Example Project

Base 64 encoding

The next project we are going to work on will involve embedding information in a URL. Specifically, we are going to construct URLs that contain integer code numbers. We could embed the code numbers directly in a URL, but another goal for the project we will be working on is to make the URLs as short as possible. To make numbers shorter when they appear in a URL we are going to switch from the usual decimal notation for integers to a base 64 representation. The advantage of doing this is that respresenting large numbers in base 64 takes fewer digits than the usual base 10 representation.

To make all of this possible I have written a couple of functions that can be used to encode unsigned ints in base 64 and decode base 64 character strings back into unsigned integers.

Here is the code for those two functions:

const char table[] = "ABCDEFGHIJKLMNOPQRSTUVWXYZabcdefghijklmnopqrstuvwxyz0123456789-_";

void encode(unsigned int n,char* dest) {
    dest[6] = '\0';
    for(int k = 5;k > 0;k--) {
      dest[k] = table[n%64];
      n /= 64;
    }
    dest[0] = table[n];
}

unsigned int charToInt(char ch) {
    if(ch >= 'A' && ch <= 'Z')
        return (int) (ch-'A');
    if(ch >= 'a' && ch <= 'z')
        return 26 + (int) (ch-'a');
    if(ch >= '0' && ch <= '9')
        return 52 + (int) (ch - '0');
    if(ch == '-')
        return 62;
    if(ch == '_')
        return 63;
    return 0;
}

unsigned int decode(char* source) {
    unsigned int n = charToInt(source[0]);
    for(int k = 1;k <= 5;k++) {
      n *= 64;
      n += charToInt(source[k]);
    }
    return n;
}

In this base 64 encoding we represent each of the possible digits from 0 to 63 with a character. The table array in the code above stores the 64 characters needed for this encoding.

The encode() function will take an unsigned int and encode it as a sequence of 6 characters. We need 6 characters total because an unsigned int is a 32 bit data type. Each base 64 digit carries 6 bits of information, so it takes us 6 6 bit entries to cover the full 32 bits.

Likewise, the decode() function takes a pointer to an array containing 6 characters and turns that back into a single unsigned int.

Packaging the code

Since I may want to use this code in multiple projects I am going package this code as a combination of a C source code file and a C header file. The source code file, base64.c, contains the code shown above. Here is the header file, base64.h, meant to accompany this code:

// Encode an int into six characters
void encode(unsigned int n,char* dest);
// Decode a set of six characters into an int
unsigned int decode(char* src);

This header file contains function prototypes for the two functions defined in the source code file.

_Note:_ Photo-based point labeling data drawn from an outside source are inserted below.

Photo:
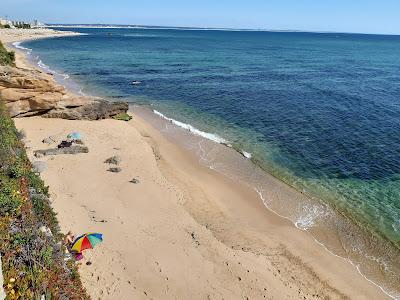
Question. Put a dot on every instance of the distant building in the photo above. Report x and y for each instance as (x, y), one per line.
(36, 24)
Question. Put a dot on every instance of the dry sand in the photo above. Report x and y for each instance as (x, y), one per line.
(182, 232)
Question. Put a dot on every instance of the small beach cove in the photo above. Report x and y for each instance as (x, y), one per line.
(249, 251)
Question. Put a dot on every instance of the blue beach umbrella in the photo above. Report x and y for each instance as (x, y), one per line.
(74, 136)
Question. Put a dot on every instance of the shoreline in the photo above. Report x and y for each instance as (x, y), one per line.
(297, 234)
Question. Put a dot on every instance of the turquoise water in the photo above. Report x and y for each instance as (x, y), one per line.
(321, 112)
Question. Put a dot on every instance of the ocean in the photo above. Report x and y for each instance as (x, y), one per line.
(317, 111)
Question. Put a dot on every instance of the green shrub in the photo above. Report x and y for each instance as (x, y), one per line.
(6, 57)
(33, 260)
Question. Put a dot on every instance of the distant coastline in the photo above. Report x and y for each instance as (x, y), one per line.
(121, 26)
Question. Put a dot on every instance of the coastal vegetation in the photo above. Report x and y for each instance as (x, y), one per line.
(6, 57)
(31, 246)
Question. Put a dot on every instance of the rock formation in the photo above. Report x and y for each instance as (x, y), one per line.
(29, 92)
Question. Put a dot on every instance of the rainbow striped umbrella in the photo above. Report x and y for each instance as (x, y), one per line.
(87, 241)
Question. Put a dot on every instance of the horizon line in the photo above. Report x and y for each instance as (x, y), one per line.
(80, 25)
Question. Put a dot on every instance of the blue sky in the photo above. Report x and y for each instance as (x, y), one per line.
(367, 16)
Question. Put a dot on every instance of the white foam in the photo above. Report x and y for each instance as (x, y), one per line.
(18, 46)
(43, 65)
(210, 136)
(386, 292)
(246, 154)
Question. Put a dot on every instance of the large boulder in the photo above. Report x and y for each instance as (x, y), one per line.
(95, 110)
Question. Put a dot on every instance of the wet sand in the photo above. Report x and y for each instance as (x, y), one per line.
(183, 231)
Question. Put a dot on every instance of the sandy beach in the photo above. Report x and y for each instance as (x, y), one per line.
(182, 231)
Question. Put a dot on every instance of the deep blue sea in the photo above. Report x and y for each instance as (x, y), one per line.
(320, 111)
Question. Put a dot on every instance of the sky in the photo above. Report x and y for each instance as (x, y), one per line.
(363, 16)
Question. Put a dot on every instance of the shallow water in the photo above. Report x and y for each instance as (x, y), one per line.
(320, 112)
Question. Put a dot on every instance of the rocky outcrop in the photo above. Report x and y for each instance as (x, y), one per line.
(29, 92)
(59, 151)
(92, 111)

To test this code I have also written a short test program contained in a separate file, main.c:

#include <stdio.h>
#include "base64.h"

int main() {
  while(1) {
    printf("(E)ncode, (D)ecode, or (Q)uit: ");
    char buffer[16];
    unsigned int n;
    scanf("%s",buffer);
    if(buffer[0] == 'E' || buffer[0] == 'e') {
      unsigned long long limit = ((unsigned long long) 2) << 31;
      printf("Number must be less than %lld.\n",limit);
      printf("Enter an int: ");
      scanf("%u",&n);
      encode(n,buffer);
      printf("%s\n",buffer);
    } else if(buffer[0] == 'D' || buffer[0] == 'd') {
      printf("Enter code: ");
      scanf("%s",buffer);
      n = decode(buffer);
      printf("%u\n",n);
    } else
    break;
  }
}

Compiling the code

This is the first multi-file project we have seen in this course. Up to this point we have been using the build commands in Visual Studio Code to compile our projects. Once a project grows beyond a single source code file the build commands in Code do not work as well. For multi-file projects we are going to switch to using a makefile for the project. Using the makefile tools extension in Code we can easily compile, run, and debug multi-file projects.

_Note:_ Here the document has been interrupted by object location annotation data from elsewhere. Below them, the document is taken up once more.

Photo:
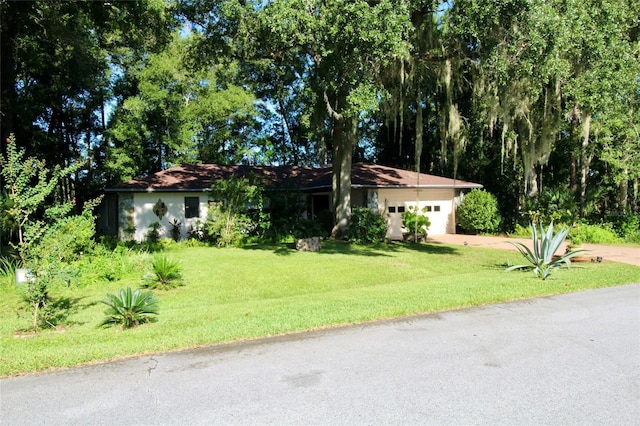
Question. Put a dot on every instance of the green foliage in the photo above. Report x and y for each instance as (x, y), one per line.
(237, 212)
(286, 215)
(553, 205)
(176, 230)
(153, 234)
(28, 183)
(129, 308)
(545, 245)
(367, 226)
(416, 223)
(594, 234)
(103, 264)
(626, 225)
(165, 274)
(479, 212)
(8, 265)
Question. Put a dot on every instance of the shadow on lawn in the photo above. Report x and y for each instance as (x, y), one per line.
(343, 247)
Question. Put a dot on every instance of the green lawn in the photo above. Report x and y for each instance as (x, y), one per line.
(244, 293)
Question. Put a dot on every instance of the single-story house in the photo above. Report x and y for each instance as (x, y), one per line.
(181, 194)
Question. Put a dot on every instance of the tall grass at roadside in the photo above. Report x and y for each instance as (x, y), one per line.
(234, 294)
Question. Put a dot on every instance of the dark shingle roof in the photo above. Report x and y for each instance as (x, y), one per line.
(200, 177)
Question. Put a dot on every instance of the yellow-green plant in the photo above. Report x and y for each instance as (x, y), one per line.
(542, 259)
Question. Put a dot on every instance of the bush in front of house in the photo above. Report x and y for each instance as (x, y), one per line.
(417, 224)
(165, 274)
(367, 226)
(479, 212)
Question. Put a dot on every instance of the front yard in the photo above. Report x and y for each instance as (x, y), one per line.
(245, 293)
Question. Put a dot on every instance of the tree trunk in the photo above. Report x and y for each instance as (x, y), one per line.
(9, 30)
(343, 141)
(585, 163)
(531, 183)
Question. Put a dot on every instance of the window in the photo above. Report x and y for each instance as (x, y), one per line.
(191, 207)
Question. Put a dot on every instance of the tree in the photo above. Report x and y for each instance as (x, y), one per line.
(178, 113)
(345, 46)
(60, 62)
(29, 183)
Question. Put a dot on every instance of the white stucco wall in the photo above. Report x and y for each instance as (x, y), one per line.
(144, 216)
(442, 222)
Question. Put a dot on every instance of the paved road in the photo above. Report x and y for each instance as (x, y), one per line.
(570, 359)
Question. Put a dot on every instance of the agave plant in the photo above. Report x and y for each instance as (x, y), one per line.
(543, 259)
(165, 273)
(129, 308)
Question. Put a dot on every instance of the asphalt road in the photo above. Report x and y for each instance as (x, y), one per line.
(570, 359)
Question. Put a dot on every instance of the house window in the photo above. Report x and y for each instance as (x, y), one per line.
(191, 207)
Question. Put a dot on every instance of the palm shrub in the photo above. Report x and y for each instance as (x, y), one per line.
(129, 308)
(542, 259)
(165, 273)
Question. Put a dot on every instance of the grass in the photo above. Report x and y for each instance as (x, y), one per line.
(236, 294)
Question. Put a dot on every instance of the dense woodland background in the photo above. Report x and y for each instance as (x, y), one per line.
(538, 100)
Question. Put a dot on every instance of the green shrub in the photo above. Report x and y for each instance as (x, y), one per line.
(479, 212)
(129, 308)
(416, 223)
(367, 226)
(165, 274)
(594, 234)
(626, 225)
(153, 234)
(542, 259)
(553, 205)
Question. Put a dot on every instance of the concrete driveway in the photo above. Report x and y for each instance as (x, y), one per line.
(571, 359)
(622, 254)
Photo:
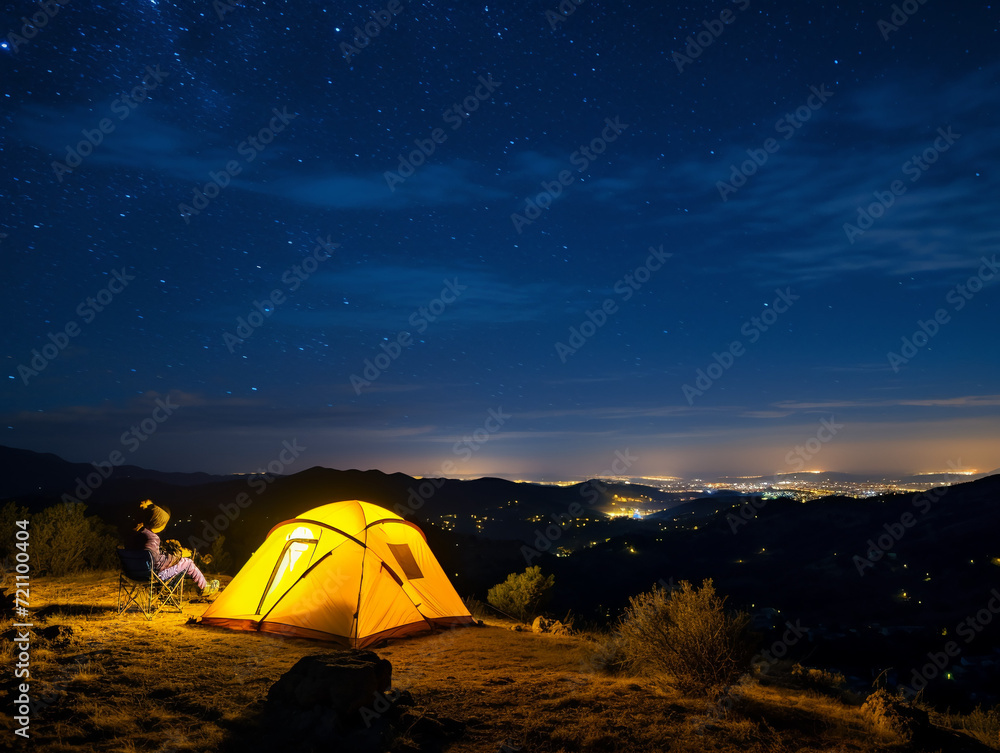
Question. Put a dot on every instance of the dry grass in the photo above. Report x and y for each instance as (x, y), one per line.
(126, 685)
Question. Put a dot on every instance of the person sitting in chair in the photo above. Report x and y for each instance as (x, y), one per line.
(167, 564)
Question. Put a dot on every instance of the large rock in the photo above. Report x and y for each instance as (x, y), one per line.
(343, 702)
(545, 625)
(332, 686)
(893, 715)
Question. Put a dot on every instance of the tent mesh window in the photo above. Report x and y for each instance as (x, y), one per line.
(405, 559)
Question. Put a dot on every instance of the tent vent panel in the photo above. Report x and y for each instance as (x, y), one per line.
(406, 561)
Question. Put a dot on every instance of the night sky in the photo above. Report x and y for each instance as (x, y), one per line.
(497, 238)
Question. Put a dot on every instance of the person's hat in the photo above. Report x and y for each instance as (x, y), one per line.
(152, 516)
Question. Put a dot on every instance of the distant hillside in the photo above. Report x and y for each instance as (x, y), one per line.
(24, 473)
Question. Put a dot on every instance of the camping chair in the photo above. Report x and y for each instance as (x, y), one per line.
(138, 584)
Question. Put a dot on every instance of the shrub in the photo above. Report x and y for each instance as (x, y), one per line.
(522, 595)
(477, 609)
(65, 541)
(686, 638)
(895, 717)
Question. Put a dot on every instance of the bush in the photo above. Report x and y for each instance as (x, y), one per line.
(522, 595)
(64, 541)
(477, 609)
(686, 638)
(895, 717)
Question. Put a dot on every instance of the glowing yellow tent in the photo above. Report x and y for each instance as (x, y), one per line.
(350, 572)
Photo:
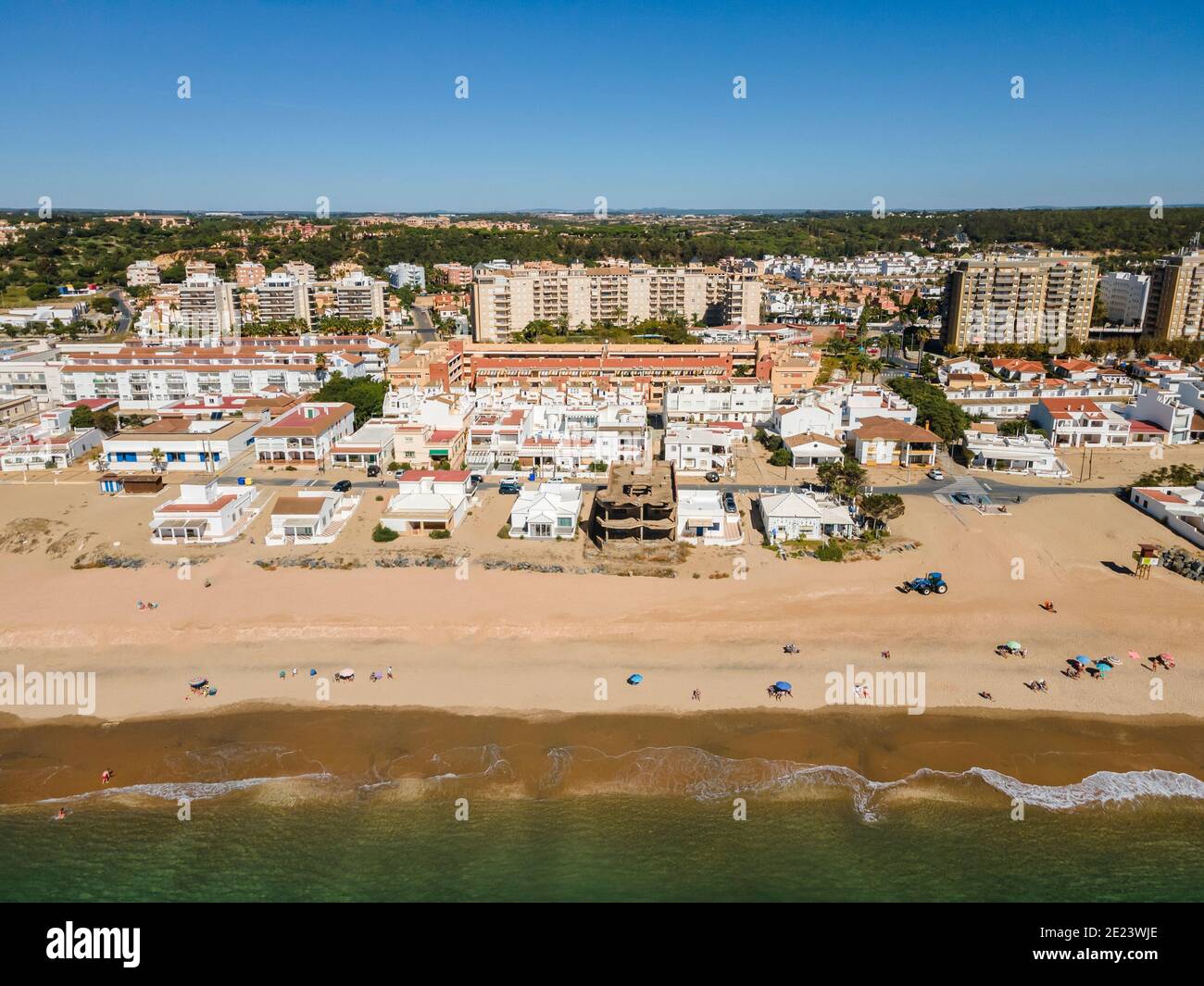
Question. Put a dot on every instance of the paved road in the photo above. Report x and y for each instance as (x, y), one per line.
(422, 324)
(127, 313)
(1000, 493)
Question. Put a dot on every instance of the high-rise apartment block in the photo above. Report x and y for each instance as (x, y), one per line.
(1027, 300)
(506, 300)
(1175, 309)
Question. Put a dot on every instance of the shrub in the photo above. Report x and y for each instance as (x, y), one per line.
(382, 535)
(830, 552)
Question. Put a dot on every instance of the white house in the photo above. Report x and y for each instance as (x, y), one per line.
(810, 449)
(702, 519)
(204, 514)
(309, 517)
(1181, 508)
(805, 414)
(49, 444)
(891, 442)
(1030, 454)
(549, 512)
(795, 516)
(1070, 421)
(750, 402)
(305, 435)
(179, 444)
(429, 500)
(1167, 409)
(699, 449)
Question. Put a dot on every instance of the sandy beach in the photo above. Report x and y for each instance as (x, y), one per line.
(472, 640)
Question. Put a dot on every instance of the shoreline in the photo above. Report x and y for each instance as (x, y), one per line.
(525, 755)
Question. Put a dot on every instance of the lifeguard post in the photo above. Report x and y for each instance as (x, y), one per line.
(1147, 556)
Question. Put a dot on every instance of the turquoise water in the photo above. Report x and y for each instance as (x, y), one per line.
(598, 848)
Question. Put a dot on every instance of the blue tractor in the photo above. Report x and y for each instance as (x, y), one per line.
(927, 584)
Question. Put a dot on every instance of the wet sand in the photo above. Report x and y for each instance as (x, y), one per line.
(373, 745)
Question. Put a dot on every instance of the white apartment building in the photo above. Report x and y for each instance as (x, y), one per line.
(1027, 300)
(408, 276)
(506, 301)
(148, 377)
(207, 307)
(750, 402)
(1124, 296)
(39, 376)
(143, 273)
(48, 444)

Here is the makefile for this project:

test : base64.c main.c
  gcc base64.c main.c -g -o test

Since the project consists of two C source code files we have to list both files in the command line to build the project. Since we may want to also debug this code I have added the -g switch to the command line. This compiles the executable along with debugging information needed by the debugger.